FlexPainter: Flexible and Multi-View Consistent Texture Generation (2506.02620v1)

Published 3 Jun 2025 in cs.GR and cs.CV

Abstract: Texture map production is an important part of 3D modeling and determines the rendering quality. Recently, diffusion-based methods have opened a new way for texture generation. However, restricted control flexibility and limited prompt modalities may prevent creators from producing desired results. Furthermore, inconsistencies between generated multi-view images often lead to poor texture generation quality. To address these issues, we introduce \textbf{FlexPainter}, a novel texture generation pipeline that enables flexible multi-modal conditional guidance and achieves highly consistent texture generation. A shared conditional embedding space is constructed to perform flexible aggregation between different input modalities. Utilizing such embedding space, we present an image-based CFG method to decompose structural and style information, achieving reference image-based stylization. Leveraging the 3D knowledge within the image diffusion prior, we first generate multi-view images simultaneously using a grid representation to enhance global understanding. Meanwhile, we propose a view synchronization and adaptive weighting module during diffusion sampling to further ensure local consistency. Finally, a 3D-aware texture completion model combined with a texture enhancement model is used to generate seamless, high-resolution texture maps. Comprehensive experiments demonstrate that our framework significantly outperforms state-of-the-art methods in both flexibility and generation quality.

Summary

The paper introduces a flexible diffusion-based framework that generates high-quality textures with consistent multi-view results.
The paper employs a shared conditional embedding and image-based Classifier-Free Guidance to seamlessly integrate textual and visual prompts.
The paper’s view synchronization module ensures coherent texture mapping, significantly improving FID and KID metrics in experimental evaluations.

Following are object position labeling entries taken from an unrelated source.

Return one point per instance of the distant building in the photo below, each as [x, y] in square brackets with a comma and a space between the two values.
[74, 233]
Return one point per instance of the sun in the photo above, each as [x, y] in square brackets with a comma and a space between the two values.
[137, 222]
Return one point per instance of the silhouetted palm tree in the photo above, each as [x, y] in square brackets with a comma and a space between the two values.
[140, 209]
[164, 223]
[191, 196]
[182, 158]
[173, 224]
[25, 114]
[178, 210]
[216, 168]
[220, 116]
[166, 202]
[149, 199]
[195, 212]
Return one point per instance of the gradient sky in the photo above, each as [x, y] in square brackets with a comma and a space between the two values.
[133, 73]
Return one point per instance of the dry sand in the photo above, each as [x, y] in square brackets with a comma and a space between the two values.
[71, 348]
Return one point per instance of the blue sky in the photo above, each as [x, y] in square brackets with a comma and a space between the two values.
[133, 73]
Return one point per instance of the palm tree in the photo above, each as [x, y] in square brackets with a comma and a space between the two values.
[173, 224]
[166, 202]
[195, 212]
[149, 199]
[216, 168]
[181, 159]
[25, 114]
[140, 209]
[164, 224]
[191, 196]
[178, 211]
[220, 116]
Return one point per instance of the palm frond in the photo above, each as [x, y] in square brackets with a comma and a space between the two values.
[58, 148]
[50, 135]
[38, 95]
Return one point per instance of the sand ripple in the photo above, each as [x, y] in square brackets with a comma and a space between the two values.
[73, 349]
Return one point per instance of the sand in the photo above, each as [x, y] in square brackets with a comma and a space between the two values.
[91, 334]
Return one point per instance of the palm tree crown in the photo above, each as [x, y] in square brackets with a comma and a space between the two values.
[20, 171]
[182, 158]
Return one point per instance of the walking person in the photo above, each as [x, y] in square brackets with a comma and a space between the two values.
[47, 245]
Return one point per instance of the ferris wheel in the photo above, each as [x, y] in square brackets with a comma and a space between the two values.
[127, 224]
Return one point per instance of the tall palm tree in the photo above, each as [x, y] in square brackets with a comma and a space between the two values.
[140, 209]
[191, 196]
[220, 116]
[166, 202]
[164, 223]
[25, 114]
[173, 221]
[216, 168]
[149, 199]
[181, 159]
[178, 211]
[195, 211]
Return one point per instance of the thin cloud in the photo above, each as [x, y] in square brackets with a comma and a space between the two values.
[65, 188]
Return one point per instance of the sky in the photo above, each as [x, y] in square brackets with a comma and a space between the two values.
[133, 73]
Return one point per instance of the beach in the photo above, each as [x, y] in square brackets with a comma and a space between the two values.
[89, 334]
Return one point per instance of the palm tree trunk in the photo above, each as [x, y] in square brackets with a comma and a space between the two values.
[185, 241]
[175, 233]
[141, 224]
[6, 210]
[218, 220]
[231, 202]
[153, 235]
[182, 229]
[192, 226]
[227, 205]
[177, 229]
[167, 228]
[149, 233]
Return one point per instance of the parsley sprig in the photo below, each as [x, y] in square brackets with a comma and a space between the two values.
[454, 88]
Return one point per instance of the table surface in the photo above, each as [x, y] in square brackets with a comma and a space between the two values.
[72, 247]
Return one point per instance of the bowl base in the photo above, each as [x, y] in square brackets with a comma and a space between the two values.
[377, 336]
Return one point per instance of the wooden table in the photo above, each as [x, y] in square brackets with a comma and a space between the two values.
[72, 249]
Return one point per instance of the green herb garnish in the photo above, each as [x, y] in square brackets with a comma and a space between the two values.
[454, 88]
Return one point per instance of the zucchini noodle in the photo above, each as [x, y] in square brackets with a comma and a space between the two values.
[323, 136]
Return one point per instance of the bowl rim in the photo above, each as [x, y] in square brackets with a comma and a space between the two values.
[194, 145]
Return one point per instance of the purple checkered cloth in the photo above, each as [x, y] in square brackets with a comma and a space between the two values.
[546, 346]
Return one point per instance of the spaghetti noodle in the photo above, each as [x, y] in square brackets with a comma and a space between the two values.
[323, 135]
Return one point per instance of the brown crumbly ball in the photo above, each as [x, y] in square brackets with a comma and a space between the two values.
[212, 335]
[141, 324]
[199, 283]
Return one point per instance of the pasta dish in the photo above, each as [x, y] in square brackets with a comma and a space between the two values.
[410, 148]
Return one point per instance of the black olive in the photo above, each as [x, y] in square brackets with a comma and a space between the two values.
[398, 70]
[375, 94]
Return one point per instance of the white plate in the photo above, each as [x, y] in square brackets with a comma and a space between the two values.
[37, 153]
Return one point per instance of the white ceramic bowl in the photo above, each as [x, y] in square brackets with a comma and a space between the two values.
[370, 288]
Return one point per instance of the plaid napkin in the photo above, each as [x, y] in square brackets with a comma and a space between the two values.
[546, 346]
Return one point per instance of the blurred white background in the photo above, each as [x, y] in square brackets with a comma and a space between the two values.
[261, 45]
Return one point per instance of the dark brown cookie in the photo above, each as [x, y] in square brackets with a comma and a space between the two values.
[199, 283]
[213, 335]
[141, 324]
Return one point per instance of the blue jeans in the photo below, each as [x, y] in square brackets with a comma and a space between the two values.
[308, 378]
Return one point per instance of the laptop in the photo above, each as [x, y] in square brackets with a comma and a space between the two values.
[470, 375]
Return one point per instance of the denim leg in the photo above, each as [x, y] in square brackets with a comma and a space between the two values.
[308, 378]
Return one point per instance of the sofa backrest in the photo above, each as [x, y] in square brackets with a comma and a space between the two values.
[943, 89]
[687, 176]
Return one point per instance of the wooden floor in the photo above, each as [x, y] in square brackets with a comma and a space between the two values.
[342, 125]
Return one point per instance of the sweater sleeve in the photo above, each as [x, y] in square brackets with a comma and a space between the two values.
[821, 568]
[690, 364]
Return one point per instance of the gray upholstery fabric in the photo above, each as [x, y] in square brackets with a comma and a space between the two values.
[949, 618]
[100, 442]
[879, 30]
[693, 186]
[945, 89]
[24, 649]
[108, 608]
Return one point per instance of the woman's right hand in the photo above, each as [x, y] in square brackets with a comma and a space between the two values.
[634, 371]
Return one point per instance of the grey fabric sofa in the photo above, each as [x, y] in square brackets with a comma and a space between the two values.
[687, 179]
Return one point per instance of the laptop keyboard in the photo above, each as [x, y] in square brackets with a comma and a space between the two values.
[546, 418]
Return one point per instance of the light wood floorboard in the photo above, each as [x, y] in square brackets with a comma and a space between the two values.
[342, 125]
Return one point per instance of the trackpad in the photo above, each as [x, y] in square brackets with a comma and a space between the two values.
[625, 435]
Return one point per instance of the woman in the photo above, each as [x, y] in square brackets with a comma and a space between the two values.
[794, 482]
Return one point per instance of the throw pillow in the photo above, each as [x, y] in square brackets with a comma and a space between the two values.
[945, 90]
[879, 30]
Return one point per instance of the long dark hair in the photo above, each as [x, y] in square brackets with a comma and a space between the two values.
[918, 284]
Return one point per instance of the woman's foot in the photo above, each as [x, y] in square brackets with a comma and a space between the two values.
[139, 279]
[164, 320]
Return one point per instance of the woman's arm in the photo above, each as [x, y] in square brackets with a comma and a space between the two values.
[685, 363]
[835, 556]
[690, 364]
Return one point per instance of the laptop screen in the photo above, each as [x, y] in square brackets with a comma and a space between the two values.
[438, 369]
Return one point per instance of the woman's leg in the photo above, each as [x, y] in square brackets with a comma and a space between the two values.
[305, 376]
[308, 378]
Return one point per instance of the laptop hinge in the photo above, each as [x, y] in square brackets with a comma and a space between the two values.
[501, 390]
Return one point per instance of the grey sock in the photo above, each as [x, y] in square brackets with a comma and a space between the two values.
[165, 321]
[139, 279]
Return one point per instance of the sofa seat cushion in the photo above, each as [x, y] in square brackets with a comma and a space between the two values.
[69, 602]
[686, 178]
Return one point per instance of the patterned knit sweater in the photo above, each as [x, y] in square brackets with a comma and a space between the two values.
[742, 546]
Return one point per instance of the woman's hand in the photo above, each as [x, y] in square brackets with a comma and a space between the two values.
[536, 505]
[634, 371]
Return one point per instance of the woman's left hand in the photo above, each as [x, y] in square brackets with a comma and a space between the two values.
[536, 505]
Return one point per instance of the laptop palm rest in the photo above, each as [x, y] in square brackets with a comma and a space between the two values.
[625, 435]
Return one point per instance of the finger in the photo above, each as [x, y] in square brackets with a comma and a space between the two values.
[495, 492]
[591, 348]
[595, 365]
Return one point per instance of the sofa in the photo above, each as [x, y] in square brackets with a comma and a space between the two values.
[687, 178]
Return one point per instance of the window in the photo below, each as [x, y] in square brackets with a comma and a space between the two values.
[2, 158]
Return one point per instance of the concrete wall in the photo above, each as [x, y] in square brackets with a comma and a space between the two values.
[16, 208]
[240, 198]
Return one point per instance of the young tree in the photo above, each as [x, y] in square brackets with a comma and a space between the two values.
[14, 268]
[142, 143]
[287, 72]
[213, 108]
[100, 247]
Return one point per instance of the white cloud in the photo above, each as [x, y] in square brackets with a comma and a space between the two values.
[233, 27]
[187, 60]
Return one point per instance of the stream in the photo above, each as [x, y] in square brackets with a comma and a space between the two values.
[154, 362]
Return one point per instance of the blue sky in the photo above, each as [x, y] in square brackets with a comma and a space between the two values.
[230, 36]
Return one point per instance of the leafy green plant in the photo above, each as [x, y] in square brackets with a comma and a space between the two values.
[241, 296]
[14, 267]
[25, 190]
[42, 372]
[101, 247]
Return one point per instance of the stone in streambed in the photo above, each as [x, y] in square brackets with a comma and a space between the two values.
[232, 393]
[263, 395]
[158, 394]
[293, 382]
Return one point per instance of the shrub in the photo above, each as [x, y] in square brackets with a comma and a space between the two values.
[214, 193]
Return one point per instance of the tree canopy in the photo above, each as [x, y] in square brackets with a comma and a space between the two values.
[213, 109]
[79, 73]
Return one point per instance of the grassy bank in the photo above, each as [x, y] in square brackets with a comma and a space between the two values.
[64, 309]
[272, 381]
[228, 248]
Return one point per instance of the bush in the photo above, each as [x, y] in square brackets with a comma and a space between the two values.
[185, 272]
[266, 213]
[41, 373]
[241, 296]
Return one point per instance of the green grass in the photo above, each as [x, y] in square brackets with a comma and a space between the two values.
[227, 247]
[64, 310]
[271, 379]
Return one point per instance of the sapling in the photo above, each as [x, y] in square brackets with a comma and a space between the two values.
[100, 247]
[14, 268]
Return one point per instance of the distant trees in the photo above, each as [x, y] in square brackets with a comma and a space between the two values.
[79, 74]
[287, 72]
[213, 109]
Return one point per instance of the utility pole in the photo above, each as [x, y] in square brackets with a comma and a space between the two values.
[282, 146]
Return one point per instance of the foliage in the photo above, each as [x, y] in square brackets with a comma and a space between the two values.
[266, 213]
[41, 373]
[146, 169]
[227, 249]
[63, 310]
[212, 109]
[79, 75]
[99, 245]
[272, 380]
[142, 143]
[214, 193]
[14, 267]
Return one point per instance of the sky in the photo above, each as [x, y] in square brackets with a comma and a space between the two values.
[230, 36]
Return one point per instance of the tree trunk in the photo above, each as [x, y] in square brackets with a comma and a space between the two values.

FlexPainter: Flexible and Multi-View Consistent Texture Generation

The paper entitled "FlexPainter: Flexible and Multi-View Consistent Texture Generation" presents an advanced framework for generating high-quality texture maps for 3D models with enhanced flexibility and consistency across different viewing modalities. This work addresses significant challenges encountered in the domain of texture synthesis, particularly the integration of multi-modal conditional prompts and the maintenance of intra-view consistency during texture generation.

Overview

FlexPainter emerges as a solution to improve the rendering quality in texture map production by leveraging diffusion-based generative methods. Texture maps play a critical role in various applications such as gaming, virtual reality (VR), augmented reality (AR), and digital animation. Current approaches often rely heavily on single-modal inputs, typically text or image, which limit the creative control available to designers. Additionally, ensuring consistency across different viewpoints is essential to avoid artifacts and preserve realism in textures applied to 3D models.

Key Methodologies and Contributions

The approach introduces a shared conditional embedding space that facilitates the blending of multi-modal inputs—allowing textual and visual prompts to be integrated into a unified framework. This multi-granularity control through linear operations within the embedding space allows for nuanced adjustments in texture characteristics, enhancing the designer's ability to tailor outputs to specific requirements.

Furthermore, an image-based Classifier-Free Guidance (CFG) mechanism is employed to increase the adaptability and quality of generated textures. This method aids in deconstructing reference images into structural and stylistic components, allowing for aesthetic stylization guided by visual reference while suppressing unwanted structural information.

The authors address the issue of inter-view consistency by adopting a multi-view image grid representation. This approach heightens the model’s global understanding of the object, thus promoting coherence across different views. To further ensure alignment between views, a view synchronization module is deployed during diffusion sampling. This module leverages repetitive projection and rasterization steps alongside an adaptive WeighterNet—a neural network designed to aggregate partial UV maps robustly across different denoising stages.

Strong Results and Claims

Experiments conducted demonstrate FlexPainter’s superiority over existing methods concerning flexibility in conditional input and generation quality. The framework significantly outperforms state-of-the-art approaches with improved FID and KID metrics, underscoring its efficacy in generating coherent textures that align accurately with user prompts across diverse input types. Additionally, user preference studies reveal a high ranking for FlexPainter's output, validating its practical applicability and acceptance among users.

Implications and Future Directions

Practically, FlexPainter offers substantial time savings for designers by facilitating intuitive control over texture features and reducing the frequency of repetitive adjustments. Theoretically, its methodology advances the understanding of conditional embedding manipulation and synchronization in texture generation tasks.

Looking ahead, the paper suggests exploring methods to incorporate explicit lighting effects within textures, further reducing the necessary adjustments in real-world applications. Additionally, maintaining high fidelity to the original 3D mesh details when utilizing depth maps as geometric conditioning remains a challenge to be addressed.

Overall, FlexPainter provides a substantial contribution to the field of texture synthesis by enhancing control, consistency, and quality. It opens avenues for future research in multi-view consistent generation and the integration of more comprehensive environmental factors within texture maps, promoting advancements in AI-driven creative processes in 3D modeling.